Note: you must set the sync flag in the super constructor to True if you use either of the “sync” methods (sync_speak and sync_listen).

Q&A Skills

Q&A skills are skills which respond to questions that do not match an intent. For example, the question “Who was Abraham Lincoln” will not match any intent and it will fall through to the fallback skill which will send out a request to all registered Q&A skills to see which one will ultimately handle the request.

This decision will be based on the confidence level the skill sends back to the fallback skill when it sends out the question. The fallback skill will award the work to the skill which responded with the highest confidence level.

Q&A Skills additionally have to implement …

def get_qna_confidence( msg )
And
def qna_answer_question( msg )

get_qna_confidence takes in a question and responds with the confidence level the skill believes has in its ability to answer the question.

qna_answer_question takes in the question and produces the output. It is called when the Q&A skill is selected by the fallback skill to answer the question. This message is only sent to the Q&A skill which responded with the highest confidence level.

This is how the system resolves contention among multiple skills which can answer open ended questions like wiki, duck duck go, etc.

See the wiki skill source code for an example of a Q&A skill.

Media Skills

Media skills are skills which play some form of media like a wav or mp3 file or stream, or even a video.
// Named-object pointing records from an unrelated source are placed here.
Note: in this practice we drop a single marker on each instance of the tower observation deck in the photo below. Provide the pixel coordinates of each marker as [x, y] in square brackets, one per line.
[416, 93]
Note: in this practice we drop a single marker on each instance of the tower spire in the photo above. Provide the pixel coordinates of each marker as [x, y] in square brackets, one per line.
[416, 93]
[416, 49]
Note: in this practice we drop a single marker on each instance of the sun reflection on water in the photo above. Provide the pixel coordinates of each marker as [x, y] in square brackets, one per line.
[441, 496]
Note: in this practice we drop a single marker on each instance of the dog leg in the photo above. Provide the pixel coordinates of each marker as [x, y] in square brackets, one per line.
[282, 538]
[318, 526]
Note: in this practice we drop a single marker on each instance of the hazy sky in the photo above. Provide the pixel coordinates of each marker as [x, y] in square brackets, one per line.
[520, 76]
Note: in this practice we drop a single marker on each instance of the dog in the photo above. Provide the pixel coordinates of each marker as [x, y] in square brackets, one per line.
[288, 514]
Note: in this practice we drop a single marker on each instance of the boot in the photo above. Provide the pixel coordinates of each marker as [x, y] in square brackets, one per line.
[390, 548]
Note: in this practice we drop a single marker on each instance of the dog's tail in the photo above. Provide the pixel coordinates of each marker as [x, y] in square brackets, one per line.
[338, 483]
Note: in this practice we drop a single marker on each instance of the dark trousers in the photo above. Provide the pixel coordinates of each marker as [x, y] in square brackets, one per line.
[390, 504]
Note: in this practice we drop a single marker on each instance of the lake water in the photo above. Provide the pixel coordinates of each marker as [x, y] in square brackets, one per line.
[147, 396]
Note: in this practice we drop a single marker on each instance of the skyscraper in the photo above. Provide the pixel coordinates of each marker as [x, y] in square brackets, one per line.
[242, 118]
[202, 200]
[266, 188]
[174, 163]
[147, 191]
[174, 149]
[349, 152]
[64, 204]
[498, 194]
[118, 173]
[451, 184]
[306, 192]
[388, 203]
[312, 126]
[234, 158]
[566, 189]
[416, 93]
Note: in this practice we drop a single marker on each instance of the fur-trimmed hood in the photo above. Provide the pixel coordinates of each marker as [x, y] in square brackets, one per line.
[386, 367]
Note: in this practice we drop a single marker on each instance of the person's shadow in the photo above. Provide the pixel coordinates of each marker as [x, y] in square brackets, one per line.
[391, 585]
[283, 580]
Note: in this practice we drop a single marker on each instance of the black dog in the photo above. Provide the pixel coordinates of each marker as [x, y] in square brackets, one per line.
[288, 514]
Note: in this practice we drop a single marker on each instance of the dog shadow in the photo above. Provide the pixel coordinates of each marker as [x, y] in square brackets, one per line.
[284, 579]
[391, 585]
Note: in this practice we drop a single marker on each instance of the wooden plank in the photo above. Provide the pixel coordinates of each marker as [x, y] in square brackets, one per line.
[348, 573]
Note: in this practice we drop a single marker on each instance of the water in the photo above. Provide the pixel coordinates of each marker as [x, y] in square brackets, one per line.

The system media skill acts as an arbitrer much like the fallback skill does with the Q&A skills, and gathers confidence levels from registered media skills when a media type command (play, listen, etc) is recognized.

The ultimate play message is only sent to the media skill which responded with the highest confidence level.

Skills which inherit from the Media skill have to implement these additional methods

def get_media_confidence( msg )
And
def media_play( msg )

See the radio skill source code for an example of a media skill.